Reckitt Benckiser advanced 2.9 percent to 3,479 pence. The maker of Nurofen painkillers and Dettol kitchen spray said 2012 sales will increase at a faster pace than the industry after reporting fourth-quarter earnings that beat estimates.
Non-pharmaceutical revenue will climb 3 percent to 4 percent this year, compared with growth of 1 percent to 2 percent in the broader market, the company said, adding that it aims to maintain profitability.
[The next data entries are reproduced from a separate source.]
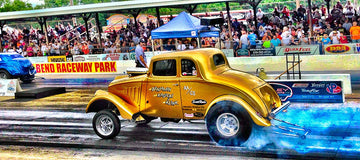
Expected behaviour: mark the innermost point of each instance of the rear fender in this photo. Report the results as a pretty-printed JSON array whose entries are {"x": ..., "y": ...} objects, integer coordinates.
[
  {"x": 126, "y": 110},
  {"x": 257, "y": 118}
]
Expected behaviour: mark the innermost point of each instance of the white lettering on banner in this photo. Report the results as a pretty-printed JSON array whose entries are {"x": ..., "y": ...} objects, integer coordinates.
[
  {"x": 8, "y": 87},
  {"x": 304, "y": 49},
  {"x": 298, "y": 49},
  {"x": 38, "y": 59},
  {"x": 357, "y": 48}
]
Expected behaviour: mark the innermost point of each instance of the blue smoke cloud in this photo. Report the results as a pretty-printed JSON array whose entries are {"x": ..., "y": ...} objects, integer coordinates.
[{"x": 335, "y": 129}]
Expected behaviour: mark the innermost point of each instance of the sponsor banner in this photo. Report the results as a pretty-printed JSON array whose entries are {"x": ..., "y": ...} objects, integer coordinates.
[
  {"x": 262, "y": 52},
  {"x": 339, "y": 49},
  {"x": 8, "y": 87},
  {"x": 115, "y": 56},
  {"x": 38, "y": 59},
  {"x": 69, "y": 59},
  {"x": 228, "y": 52},
  {"x": 242, "y": 53},
  {"x": 56, "y": 58},
  {"x": 76, "y": 67},
  {"x": 356, "y": 47},
  {"x": 87, "y": 58},
  {"x": 101, "y": 57},
  {"x": 309, "y": 91},
  {"x": 303, "y": 49}
]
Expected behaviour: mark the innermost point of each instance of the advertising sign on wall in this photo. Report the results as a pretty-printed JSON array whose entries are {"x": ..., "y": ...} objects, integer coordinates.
[
  {"x": 262, "y": 52},
  {"x": 356, "y": 47},
  {"x": 303, "y": 49},
  {"x": 338, "y": 49},
  {"x": 76, "y": 67},
  {"x": 56, "y": 58},
  {"x": 87, "y": 58},
  {"x": 242, "y": 53},
  {"x": 8, "y": 87},
  {"x": 115, "y": 56},
  {"x": 228, "y": 52},
  {"x": 38, "y": 59},
  {"x": 309, "y": 91}
]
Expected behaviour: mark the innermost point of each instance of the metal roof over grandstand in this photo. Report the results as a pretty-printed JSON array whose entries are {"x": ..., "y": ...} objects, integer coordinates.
[{"x": 102, "y": 7}]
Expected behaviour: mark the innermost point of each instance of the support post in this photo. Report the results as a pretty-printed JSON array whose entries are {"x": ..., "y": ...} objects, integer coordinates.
[
  {"x": 2, "y": 23},
  {"x": 310, "y": 18},
  {"x": 86, "y": 19},
  {"x": 98, "y": 29},
  {"x": 229, "y": 24},
  {"x": 135, "y": 14},
  {"x": 158, "y": 19},
  {"x": 45, "y": 31}
]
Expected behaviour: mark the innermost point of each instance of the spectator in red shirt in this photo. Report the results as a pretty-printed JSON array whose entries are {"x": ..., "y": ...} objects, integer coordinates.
[
  {"x": 286, "y": 12},
  {"x": 85, "y": 48},
  {"x": 323, "y": 10},
  {"x": 343, "y": 38}
]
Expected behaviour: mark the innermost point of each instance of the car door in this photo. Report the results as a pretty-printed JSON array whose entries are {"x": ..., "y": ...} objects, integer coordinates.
[
  {"x": 195, "y": 92},
  {"x": 163, "y": 91}
]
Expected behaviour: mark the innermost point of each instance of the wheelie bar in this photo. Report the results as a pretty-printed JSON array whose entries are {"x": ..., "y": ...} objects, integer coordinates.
[{"x": 296, "y": 130}]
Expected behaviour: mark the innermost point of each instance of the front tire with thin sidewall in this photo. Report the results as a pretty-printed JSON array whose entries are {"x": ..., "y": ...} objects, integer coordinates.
[
  {"x": 106, "y": 124},
  {"x": 228, "y": 124}
]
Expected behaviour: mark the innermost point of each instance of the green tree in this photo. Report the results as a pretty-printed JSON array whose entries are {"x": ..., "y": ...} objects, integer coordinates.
[{"x": 16, "y": 5}]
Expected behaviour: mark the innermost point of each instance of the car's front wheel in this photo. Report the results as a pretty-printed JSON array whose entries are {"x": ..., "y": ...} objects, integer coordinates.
[
  {"x": 106, "y": 124},
  {"x": 228, "y": 124},
  {"x": 4, "y": 74}
]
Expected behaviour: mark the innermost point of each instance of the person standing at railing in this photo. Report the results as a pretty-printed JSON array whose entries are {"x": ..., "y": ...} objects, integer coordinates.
[
  {"x": 132, "y": 47},
  {"x": 347, "y": 25},
  {"x": 140, "y": 57},
  {"x": 355, "y": 33},
  {"x": 252, "y": 39},
  {"x": 343, "y": 38},
  {"x": 84, "y": 48},
  {"x": 244, "y": 41},
  {"x": 303, "y": 40},
  {"x": 335, "y": 37}
]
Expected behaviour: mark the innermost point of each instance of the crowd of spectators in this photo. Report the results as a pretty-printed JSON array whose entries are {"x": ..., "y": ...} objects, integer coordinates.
[{"x": 282, "y": 27}]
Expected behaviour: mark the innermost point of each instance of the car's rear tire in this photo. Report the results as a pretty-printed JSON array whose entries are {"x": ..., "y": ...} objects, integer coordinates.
[
  {"x": 5, "y": 74},
  {"x": 26, "y": 81},
  {"x": 228, "y": 124},
  {"x": 106, "y": 124},
  {"x": 147, "y": 119}
]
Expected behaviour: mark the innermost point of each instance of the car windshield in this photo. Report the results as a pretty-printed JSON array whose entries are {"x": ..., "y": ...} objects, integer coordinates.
[
  {"x": 218, "y": 59},
  {"x": 13, "y": 56}
]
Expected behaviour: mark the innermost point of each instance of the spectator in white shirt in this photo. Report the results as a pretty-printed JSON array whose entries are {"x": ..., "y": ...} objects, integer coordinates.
[{"x": 181, "y": 46}]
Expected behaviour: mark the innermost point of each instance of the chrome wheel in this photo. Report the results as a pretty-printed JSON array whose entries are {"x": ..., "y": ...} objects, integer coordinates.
[
  {"x": 104, "y": 125},
  {"x": 227, "y": 124},
  {"x": 3, "y": 75}
]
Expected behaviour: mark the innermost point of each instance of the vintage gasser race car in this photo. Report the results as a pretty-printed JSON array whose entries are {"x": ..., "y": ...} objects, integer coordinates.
[
  {"x": 195, "y": 84},
  {"x": 13, "y": 65}
]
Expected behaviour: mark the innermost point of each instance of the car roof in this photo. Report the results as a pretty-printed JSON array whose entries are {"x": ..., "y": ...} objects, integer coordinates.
[
  {"x": 8, "y": 53},
  {"x": 195, "y": 54}
]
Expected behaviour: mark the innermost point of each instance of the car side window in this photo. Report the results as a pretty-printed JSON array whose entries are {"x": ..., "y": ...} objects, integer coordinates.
[
  {"x": 188, "y": 68},
  {"x": 164, "y": 67},
  {"x": 218, "y": 59}
]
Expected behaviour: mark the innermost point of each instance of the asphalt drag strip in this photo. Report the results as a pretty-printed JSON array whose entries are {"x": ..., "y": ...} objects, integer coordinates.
[{"x": 334, "y": 133}]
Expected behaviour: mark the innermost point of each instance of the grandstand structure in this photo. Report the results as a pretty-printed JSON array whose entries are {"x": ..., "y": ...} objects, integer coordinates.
[{"x": 89, "y": 11}]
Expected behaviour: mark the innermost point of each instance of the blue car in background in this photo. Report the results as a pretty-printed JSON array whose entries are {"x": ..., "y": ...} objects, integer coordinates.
[{"x": 13, "y": 66}]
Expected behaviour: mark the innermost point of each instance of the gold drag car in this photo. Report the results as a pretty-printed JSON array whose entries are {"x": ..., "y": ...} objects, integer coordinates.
[{"x": 188, "y": 85}]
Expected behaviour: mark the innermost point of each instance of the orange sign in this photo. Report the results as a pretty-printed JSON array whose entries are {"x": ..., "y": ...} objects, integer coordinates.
[
  {"x": 76, "y": 67},
  {"x": 337, "y": 48}
]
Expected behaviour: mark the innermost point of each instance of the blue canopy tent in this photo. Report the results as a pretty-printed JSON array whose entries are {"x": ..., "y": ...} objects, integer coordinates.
[{"x": 184, "y": 26}]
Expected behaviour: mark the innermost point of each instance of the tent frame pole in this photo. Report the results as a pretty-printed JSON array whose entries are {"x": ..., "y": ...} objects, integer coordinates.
[{"x": 152, "y": 46}]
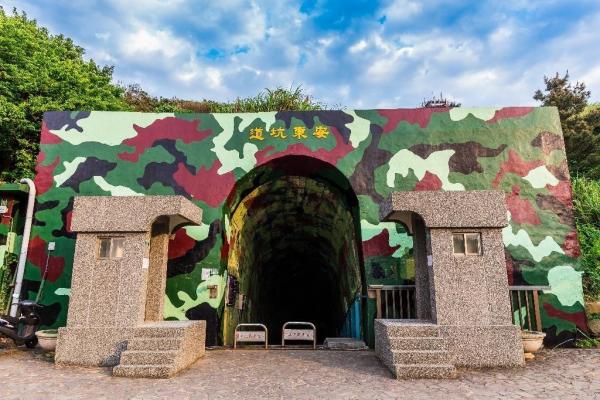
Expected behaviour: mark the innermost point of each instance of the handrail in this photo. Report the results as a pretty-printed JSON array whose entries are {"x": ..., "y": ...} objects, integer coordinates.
[
  {"x": 253, "y": 336},
  {"x": 291, "y": 331},
  {"x": 520, "y": 304},
  {"x": 400, "y": 305}
]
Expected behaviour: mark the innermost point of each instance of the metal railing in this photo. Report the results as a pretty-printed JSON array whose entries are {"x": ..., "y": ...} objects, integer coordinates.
[
  {"x": 525, "y": 306},
  {"x": 301, "y": 334},
  {"x": 394, "y": 301},
  {"x": 251, "y": 336}
]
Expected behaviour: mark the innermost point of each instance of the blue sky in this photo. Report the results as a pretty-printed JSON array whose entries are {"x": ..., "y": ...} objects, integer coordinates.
[{"x": 362, "y": 54}]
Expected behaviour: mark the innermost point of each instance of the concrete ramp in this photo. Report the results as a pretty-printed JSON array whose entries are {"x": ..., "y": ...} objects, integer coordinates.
[{"x": 162, "y": 349}]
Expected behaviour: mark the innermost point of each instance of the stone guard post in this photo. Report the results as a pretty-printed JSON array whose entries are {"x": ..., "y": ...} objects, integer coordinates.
[
  {"x": 468, "y": 296},
  {"x": 111, "y": 298}
]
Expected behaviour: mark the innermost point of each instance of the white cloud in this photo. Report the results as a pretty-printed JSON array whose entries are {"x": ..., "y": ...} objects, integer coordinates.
[
  {"x": 491, "y": 55},
  {"x": 146, "y": 42},
  {"x": 401, "y": 10}
]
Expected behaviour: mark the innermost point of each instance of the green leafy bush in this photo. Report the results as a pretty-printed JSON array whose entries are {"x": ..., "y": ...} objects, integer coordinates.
[{"x": 586, "y": 206}]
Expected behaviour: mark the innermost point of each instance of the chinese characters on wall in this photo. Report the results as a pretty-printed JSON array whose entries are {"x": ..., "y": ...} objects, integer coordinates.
[{"x": 298, "y": 133}]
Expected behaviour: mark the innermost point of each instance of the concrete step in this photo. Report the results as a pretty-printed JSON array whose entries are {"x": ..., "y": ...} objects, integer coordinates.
[
  {"x": 144, "y": 371},
  {"x": 154, "y": 343},
  {"x": 424, "y": 371},
  {"x": 145, "y": 357},
  {"x": 416, "y": 343},
  {"x": 419, "y": 357},
  {"x": 158, "y": 330},
  {"x": 401, "y": 330}
]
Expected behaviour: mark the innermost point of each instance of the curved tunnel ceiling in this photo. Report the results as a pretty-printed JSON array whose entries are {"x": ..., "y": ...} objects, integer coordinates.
[{"x": 294, "y": 244}]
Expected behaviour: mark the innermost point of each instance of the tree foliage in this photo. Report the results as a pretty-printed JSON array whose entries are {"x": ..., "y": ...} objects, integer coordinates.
[
  {"x": 279, "y": 99},
  {"x": 42, "y": 72},
  {"x": 586, "y": 206},
  {"x": 580, "y": 123}
]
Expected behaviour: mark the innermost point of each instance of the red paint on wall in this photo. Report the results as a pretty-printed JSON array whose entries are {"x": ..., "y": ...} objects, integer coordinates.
[
  {"x": 515, "y": 165},
  {"x": 420, "y": 116},
  {"x": 571, "y": 245},
  {"x": 206, "y": 185},
  {"x": 562, "y": 192},
  {"x": 166, "y": 128},
  {"x": 510, "y": 112},
  {"x": 44, "y": 174},
  {"x": 180, "y": 244},
  {"x": 576, "y": 318},
  {"x": 521, "y": 210},
  {"x": 429, "y": 182}
]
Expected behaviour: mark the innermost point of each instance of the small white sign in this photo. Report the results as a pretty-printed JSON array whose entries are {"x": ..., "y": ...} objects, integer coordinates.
[
  {"x": 298, "y": 334},
  {"x": 250, "y": 336}
]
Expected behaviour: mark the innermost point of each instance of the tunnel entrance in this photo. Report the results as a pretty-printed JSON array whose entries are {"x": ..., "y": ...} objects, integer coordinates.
[{"x": 293, "y": 250}]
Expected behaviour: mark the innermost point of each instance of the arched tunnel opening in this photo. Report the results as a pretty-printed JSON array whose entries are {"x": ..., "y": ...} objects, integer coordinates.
[{"x": 293, "y": 250}]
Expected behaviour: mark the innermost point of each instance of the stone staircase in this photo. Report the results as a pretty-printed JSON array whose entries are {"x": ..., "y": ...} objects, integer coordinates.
[
  {"x": 161, "y": 349},
  {"x": 413, "y": 349}
]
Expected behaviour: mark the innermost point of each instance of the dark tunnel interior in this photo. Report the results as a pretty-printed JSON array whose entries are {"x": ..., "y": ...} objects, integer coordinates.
[{"x": 293, "y": 248}]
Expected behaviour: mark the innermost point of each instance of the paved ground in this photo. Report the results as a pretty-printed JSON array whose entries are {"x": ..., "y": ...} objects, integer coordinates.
[{"x": 302, "y": 374}]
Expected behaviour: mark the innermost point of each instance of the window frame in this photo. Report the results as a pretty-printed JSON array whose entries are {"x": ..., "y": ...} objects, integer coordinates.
[
  {"x": 110, "y": 256},
  {"x": 466, "y": 251}
]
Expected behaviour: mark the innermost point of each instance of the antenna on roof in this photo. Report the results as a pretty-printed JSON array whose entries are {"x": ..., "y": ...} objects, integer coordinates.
[{"x": 440, "y": 102}]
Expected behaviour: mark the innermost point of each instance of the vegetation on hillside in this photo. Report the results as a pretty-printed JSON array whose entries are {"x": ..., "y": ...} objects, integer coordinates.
[
  {"x": 43, "y": 72},
  {"x": 586, "y": 206},
  {"x": 580, "y": 122}
]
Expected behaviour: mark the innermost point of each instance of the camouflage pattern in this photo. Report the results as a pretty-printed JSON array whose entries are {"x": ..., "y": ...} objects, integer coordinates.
[{"x": 218, "y": 160}]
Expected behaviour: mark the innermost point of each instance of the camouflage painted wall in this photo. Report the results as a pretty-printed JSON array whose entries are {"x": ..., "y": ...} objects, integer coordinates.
[{"x": 202, "y": 156}]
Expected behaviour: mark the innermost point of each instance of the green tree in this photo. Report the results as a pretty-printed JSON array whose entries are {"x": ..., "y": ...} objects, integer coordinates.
[
  {"x": 279, "y": 99},
  {"x": 42, "y": 72},
  {"x": 580, "y": 123},
  {"x": 586, "y": 206}
]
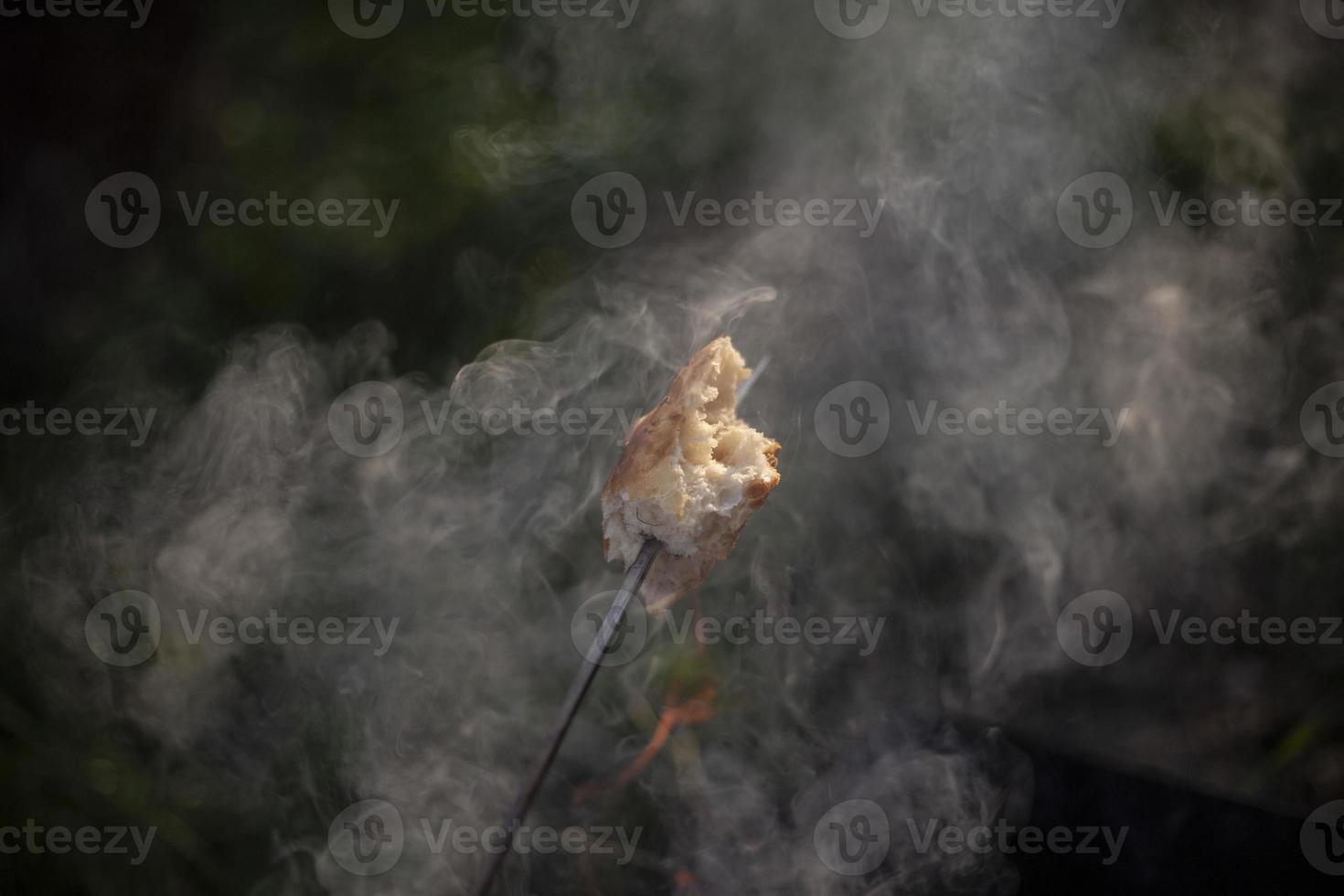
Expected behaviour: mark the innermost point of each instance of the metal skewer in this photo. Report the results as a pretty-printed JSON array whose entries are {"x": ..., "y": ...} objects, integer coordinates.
[{"x": 588, "y": 672}]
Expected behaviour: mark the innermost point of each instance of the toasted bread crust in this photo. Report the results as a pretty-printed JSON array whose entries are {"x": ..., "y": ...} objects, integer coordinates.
[{"x": 672, "y": 484}]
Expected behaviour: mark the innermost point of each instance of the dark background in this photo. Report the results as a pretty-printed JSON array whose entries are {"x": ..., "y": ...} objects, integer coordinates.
[{"x": 1229, "y": 750}]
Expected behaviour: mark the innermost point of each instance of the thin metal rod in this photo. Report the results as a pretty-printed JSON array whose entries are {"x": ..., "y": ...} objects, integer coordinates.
[{"x": 588, "y": 672}]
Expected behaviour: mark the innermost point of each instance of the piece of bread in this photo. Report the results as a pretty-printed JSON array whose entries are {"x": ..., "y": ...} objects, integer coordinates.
[{"x": 689, "y": 475}]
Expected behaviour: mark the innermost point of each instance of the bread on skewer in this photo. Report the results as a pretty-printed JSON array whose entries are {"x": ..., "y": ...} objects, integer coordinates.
[{"x": 691, "y": 475}]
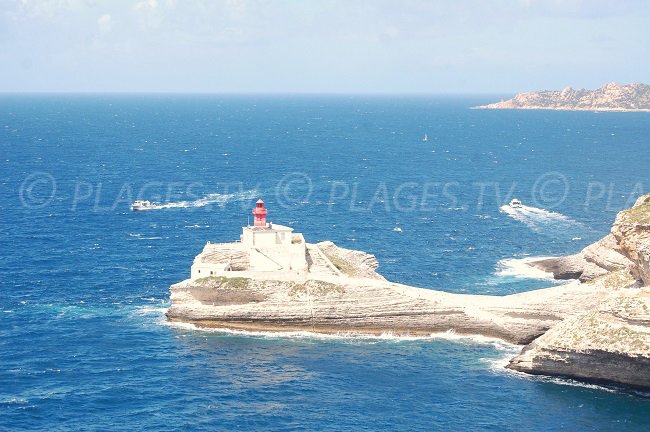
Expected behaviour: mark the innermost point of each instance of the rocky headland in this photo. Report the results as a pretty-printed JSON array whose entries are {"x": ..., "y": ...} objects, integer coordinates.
[
  {"x": 610, "y": 97},
  {"x": 594, "y": 328}
]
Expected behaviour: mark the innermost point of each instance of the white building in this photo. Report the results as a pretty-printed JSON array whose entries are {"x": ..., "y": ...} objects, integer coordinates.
[{"x": 263, "y": 247}]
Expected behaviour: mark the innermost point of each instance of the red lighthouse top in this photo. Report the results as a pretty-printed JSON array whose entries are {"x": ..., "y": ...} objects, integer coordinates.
[{"x": 260, "y": 213}]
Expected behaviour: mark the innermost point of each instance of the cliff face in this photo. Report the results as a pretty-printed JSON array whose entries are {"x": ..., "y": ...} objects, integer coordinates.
[
  {"x": 632, "y": 232},
  {"x": 361, "y": 301},
  {"x": 610, "y": 342},
  {"x": 610, "y": 97},
  {"x": 597, "y": 330}
]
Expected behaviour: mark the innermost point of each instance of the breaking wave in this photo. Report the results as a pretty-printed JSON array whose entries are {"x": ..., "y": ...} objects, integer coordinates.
[{"x": 519, "y": 268}]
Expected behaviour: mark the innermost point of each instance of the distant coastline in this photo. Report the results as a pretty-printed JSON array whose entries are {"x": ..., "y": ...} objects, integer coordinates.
[{"x": 610, "y": 97}]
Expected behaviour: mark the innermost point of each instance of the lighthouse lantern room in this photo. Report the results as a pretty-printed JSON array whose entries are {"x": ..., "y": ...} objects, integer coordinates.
[{"x": 260, "y": 212}]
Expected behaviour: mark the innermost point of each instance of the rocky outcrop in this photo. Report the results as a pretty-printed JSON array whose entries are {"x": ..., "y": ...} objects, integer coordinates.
[
  {"x": 609, "y": 343},
  {"x": 593, "y": 261},
  {"x": 344, "y": 304},
  {"x": 610, "y": 97},
  {"x": 597, "y": 330},
  {"x": 351, "y": 262},
  {"x": 632, "y": 232}
]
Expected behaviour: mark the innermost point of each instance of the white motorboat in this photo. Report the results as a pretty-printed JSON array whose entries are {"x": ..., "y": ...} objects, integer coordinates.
[{"x": 139, "y": 205}]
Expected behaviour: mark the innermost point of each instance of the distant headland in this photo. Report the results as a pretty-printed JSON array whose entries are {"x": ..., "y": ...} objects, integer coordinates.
[
  {"x": 610, "y": 97},
  {"x": 273, "y": 280}
]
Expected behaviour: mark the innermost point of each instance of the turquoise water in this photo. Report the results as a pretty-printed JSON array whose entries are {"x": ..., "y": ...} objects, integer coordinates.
[{"x": 84, "y": 281}]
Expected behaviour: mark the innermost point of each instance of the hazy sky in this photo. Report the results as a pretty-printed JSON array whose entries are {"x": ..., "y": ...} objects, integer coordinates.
[{"x": 321, "y": 46}]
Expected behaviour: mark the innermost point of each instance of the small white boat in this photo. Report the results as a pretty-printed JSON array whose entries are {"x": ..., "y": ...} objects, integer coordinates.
[{"x": 141, "y": 205}]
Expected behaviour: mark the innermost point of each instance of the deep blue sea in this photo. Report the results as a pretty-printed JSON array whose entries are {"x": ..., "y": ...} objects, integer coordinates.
[{"x": 84, "y": 281}]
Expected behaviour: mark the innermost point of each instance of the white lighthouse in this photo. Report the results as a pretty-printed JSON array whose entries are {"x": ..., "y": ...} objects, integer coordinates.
[{"x": 264, "y": 247}]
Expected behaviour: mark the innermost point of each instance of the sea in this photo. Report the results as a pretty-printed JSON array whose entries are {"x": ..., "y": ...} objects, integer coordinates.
[{"x": 84, "y": 343}]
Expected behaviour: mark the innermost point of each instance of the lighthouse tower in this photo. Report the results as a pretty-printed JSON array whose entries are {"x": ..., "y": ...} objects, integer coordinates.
[
  {"x": 260, "y": 213},
  {"x": 263, "y": 247}
]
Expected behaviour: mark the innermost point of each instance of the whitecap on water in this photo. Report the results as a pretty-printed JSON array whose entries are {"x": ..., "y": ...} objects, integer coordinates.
[
  {"x": 520, "y": 268},
  {"x": 209, "y": 199}
]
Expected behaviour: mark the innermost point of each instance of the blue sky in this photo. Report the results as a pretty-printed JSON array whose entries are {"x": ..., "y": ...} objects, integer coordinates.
[{"x": 321, "y": 46}]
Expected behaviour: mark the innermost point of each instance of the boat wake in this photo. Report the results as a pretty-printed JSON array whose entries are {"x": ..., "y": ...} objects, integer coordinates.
[
  {"x": 541, "y": 220},
  {"x": 209, "y": 199}
]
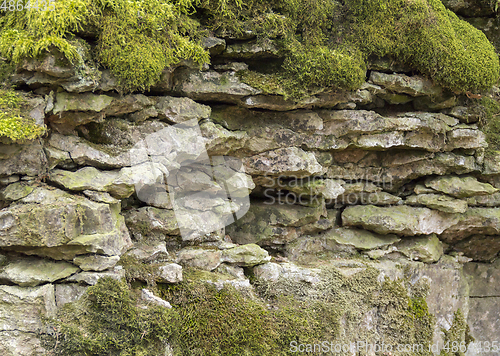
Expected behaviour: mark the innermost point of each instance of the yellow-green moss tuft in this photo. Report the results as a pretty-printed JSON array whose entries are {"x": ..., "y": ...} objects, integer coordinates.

Mobistar SA sank 9 percent to 36.77 euros. Belgium’s second-biggest mobile-phone company forecast that the decline in its profit will accelerate this year, missing analysts’ estimates. Net income will drop to 182.5 million euros, plus or minus 12.5 million euros, the company said. That compared with analyst projections for 2012 profit of 220.8 million euros, the average of 13 estimates compiled by Bloomberg.
Nexans SA jumped 9 percent to 51.78 euros. The world’s second-largest maker of cables and wires reported an increase in its 2011 operating profit margin and predicted further revenue growth this year.